Now to command Selenium to access the button and click it, we will import `By` from the `selenium.webdriver.common.by` module and then create an object that references the button using the following command: `driver.find_element(By.XPATH, '//label[@analytics-event="All matches"]') `. Lastly, to click the button, we use the `.click()` method on the object we have just created.

In [206]:
from selenium import webdriver
from selenium.webdriver.common.by import By

website = "https://www.adamchoi.co.uk/teamgoals/detailed" # insert link to website you are scraping
path = "/Users/tristan/chromedriver" # insert path to ChromeDriver
driver = webdriver.Chrome(path) # create webdriver
driver.get(website) # opens ChromeDriver window

all_matches_button = driver.find_element(By.XPATH, '//label[@analytics-event="All matches"]') 
# locates a button in selenium

all_matches_button.click() # clicks the button

driver.quit() # closes ChromeDriver window

If everything works properly, Selenium should open a ChromeDriver window and then automatically click the "All matches" button, followed by the window closing automatically.

## Extracting Data from a Table:

If there is a table of data visible on a website, we can use Selenium to extract the data and load it into Python. Typically, if you view tables in HTML using Inspect, they are coded using the tags `tr` and `td`, which reference rows and columns within each row, respectively. You can also use square brackets `[]` and numeric indices to access specific rows and columns. 

However, it is important to note that unlike many programming languages like Python and C++, HTML numeric indices start at 1 rather than 0, so if you access the first row of a table, you will need to use 1 as the index rather than 0. Therefore, you can locate individual cells for each row in the table using the general XPath `//tr/td[n]` where `n` is the nth column of a given row.

To pull data from the table in the website, we will first click the "All Matches" button to reduce the two tables to one. Next we will access the rows of the table by finding all elements with the tag name `tr` using the command `driver.find_elements(By.TAG_NAME, 'tr')`. 

Then we will create empty lists to load entries from the date, team, and record columns into.
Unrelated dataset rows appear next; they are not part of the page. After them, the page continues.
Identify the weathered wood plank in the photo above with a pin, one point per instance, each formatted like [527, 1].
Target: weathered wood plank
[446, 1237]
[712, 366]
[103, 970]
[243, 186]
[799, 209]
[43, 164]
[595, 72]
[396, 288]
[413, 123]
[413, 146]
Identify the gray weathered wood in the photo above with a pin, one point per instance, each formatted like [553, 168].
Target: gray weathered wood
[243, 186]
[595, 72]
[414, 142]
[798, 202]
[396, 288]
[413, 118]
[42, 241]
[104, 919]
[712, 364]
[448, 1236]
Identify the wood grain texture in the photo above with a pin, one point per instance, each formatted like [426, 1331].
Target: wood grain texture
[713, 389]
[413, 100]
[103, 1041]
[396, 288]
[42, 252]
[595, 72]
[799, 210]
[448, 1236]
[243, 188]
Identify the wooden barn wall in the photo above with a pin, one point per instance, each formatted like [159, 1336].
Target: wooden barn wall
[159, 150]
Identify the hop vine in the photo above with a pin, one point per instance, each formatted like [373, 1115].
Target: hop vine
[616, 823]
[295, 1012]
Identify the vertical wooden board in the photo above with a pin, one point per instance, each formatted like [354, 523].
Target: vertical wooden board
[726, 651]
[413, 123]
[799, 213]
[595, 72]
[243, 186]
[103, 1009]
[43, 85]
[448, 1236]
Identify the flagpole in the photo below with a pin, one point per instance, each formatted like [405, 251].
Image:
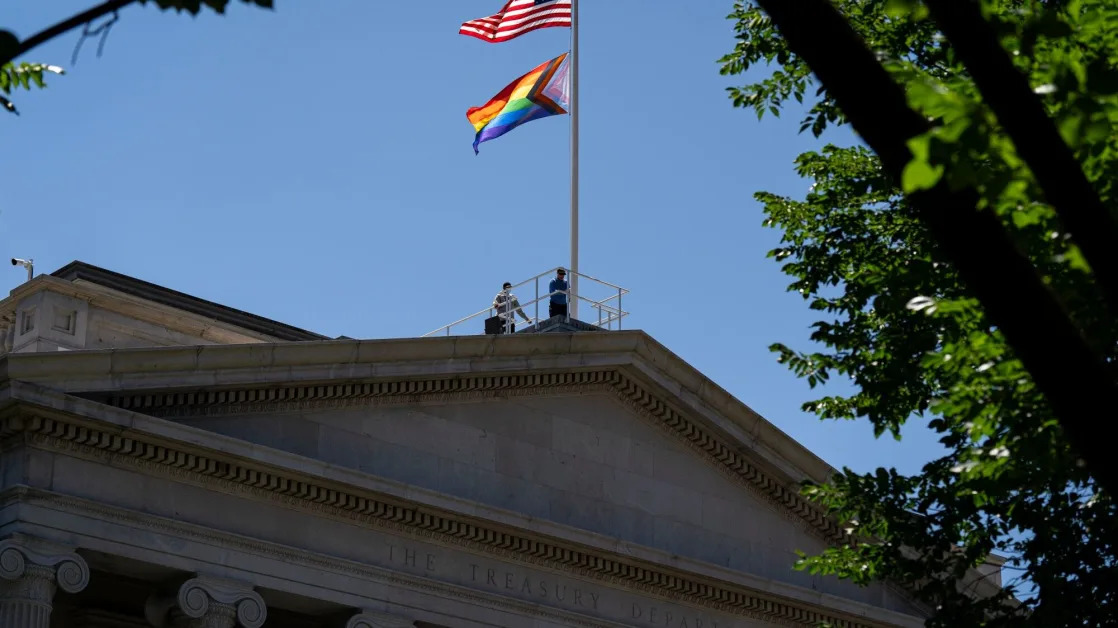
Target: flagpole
[574, 160]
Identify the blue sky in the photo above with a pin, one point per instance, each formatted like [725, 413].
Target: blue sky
[313, 164]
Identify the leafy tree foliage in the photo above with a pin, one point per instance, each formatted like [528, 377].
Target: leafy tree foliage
[902, 327]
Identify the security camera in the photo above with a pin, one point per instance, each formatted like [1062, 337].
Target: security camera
[29, 264]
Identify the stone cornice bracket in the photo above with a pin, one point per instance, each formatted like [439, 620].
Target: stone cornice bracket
[208, 602]
[373, 619]
[22, 560]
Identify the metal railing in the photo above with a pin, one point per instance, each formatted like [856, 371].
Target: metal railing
[608, 308]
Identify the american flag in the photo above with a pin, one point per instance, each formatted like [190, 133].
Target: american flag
[517, 18]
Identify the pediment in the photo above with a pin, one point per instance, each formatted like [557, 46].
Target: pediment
[621, 441]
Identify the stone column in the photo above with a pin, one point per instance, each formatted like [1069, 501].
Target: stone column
[373, 619]
[30, 574]
[208, 602]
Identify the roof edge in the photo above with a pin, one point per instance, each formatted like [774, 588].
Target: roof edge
[81, 270]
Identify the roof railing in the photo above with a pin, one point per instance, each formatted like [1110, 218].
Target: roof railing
[608, 307]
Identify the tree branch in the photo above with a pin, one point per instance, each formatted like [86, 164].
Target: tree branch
[74, 21]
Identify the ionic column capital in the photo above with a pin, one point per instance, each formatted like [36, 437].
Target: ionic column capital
[30, 573]
[208, 602]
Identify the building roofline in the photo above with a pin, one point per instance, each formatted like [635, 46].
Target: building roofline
[81, 270]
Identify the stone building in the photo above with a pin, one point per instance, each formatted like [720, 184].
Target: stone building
[172, 462]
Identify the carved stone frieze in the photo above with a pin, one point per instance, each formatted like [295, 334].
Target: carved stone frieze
[733, 464]
[309, 494]
[373, 619]
[29, 576]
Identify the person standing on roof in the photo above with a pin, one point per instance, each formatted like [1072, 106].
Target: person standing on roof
[558, 288]
[507, 306]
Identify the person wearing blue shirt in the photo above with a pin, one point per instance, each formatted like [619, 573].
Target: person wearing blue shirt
[558, 289]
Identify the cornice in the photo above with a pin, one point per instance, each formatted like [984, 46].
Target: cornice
[323, 498]
[713, 448]
[142, 310]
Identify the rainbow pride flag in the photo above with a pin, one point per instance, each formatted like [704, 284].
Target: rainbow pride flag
[540, 93]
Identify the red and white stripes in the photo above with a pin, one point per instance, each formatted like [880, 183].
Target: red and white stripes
[519, 17]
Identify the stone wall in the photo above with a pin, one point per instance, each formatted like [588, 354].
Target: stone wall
[586, 462]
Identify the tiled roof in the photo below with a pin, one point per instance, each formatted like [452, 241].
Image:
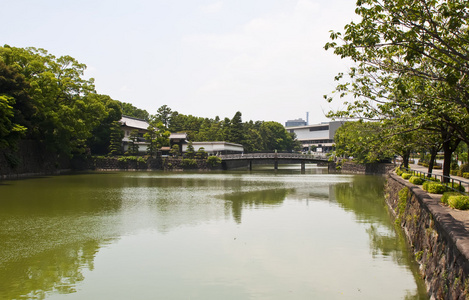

Finally, we will loop through the rows of data we scraped and add data entries from each row to the corresponding lists using the `match.find_element(By.XPATH, './td[n]').text` command where `./td[n]` is the nth column of the given row and the `.text` attribute accesses the text of each entry.

In [29]:
from selenium import webdriver
from selenium.webdriver.common.by import By

website = "https://www.adamchoi.co.uk/teamgoals/detailed" # insert link to website you are scraping
path = "/Users/tristan/chromedriver" # insert path to ChromeDriver
driver = webdriver.Chrome(path) # create webdriver
driver.get(website) # opens ChromeDriver window

all_matches_button = driver.find_element(By.XPATH, '//label[@analytics-event="All matches"]') 
# locates a button in selenium

all_matches_button.click() # clicks the button

matches = driver.find_elements(By.TAG_NAME, 'tr') # make element plural to return list of tr elements

date = [] # list to store date values in first column
team = [] # list to store team values in second column
score = [] # list to store score values in third column

for match in matches:
    # print(match.text) prints data row by row with all the data in a row stored in one variable
    date.append(match.find_element(By.XPATH, './td[1]').text)
    # add value from row in first column to date list
    team.append(match.find_element(By.XPATH, './td[2]').text)
    # add value from row in second column to team list
    score.append(match.find_element(By.XPATH, './td[3]').text)
    # add value from row in third column to score list
    
driver.quit() # closes ChromeDriver window

## Exporting Data to a CSV file with Pandas:

If you have properly scraped your data, you should be able to read it into a Pandas DataFrame object and then a .csv file. For this example, we have read in three different lists of information: date, team, and record, which we will load into a Pandas DataFrame using the code below. There is also commented out code to read the DataFrame into a .csv file.

In [30]:
import pandas as pd

# write csv
df = pd.DataFrame({"Date":col1, "Team":col2, "Record":col3})
# df.to_csv(“selenium_demo.csv”, index = False)
df.head()

Unnamed: 0,Date,Team,Record
0,05-08-2022,Crystal Palace,0 - 2
1,13-08-2022,Arsenal,4 - 2
2,20-08-2022,Bournemouth,0 - 3
3,27-08-2022,Arsenal,2 - 1
4,31-08-2022,Arsenal,2 - 1


##  Selecting Elements Within a Simple Dropdown Menu:



For the final action of this tutorial, we will select a specific element from a simple dropdown menu. Let's say under the Country dropdown menu we want to select the option for "Spain" so we can see the game statistics for teams from Spain. 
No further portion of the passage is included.